詳しい話は後だ、一刻を争うってんなら、とにかく政庁に向かってくれ」
卜部の名前を聞いた咲世子は少し考え込んだが、時間がないので了承した。
「解りました。では政庁について準備が整い次第またご連絡させて頂きます」
「よろしく頼む」
ピッと音を立てて通話を切った卜部は、青ざめるエトランジュの前に床に膝をついてゆっくりと質問した。
「エトランジュ様はゼロの正体について知ってたんですか?」
「・・・はい。偶然ですけど知りました。
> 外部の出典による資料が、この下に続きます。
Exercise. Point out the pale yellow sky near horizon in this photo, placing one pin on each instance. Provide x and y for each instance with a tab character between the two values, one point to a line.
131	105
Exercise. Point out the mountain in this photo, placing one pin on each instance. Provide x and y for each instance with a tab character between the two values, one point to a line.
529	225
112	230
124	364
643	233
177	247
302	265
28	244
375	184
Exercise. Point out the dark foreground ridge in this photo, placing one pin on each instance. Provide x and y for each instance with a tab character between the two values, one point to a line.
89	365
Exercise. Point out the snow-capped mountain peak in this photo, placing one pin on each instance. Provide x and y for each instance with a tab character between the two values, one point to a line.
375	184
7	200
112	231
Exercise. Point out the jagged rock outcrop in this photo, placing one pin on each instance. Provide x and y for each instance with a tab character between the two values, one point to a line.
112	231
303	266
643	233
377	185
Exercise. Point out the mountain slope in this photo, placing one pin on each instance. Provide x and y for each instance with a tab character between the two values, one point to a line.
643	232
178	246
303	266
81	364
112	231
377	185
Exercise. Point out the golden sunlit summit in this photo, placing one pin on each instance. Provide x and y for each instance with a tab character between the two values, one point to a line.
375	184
桐原公にもそれはお話ししてあります」
エトランジュはおずおずと、ナナリーに解らないように日本語で答えた。
自分だけで秘匿していたわけではなく、桐原ともフォローしていたという事実はマグヌスファミリアの心象を悪くしないためにも必須だったのでそう告げると、卜部はあのタヌキジジイ、と内心で吐き捨てて納得した。
そして卜部もエトランジュの意図を悟り、日本語で話すことにした。
「別にブリタニア皇族だから嫌いなわけでもなかったですし、才能もある方ですから気にしてないんです。
でも気にする方は多いでしょうから、日本解放後に一部の方には桐原公を通じてお話ししてはどうかという話になっているのです」
「実績あってじゃないと、確かに受け入れられにくいだろうな・・・なるほどね」
まさか彼の正体を知っている一部の者だけで奪還するつもりかと考えた卜部は、髪をかきむしった。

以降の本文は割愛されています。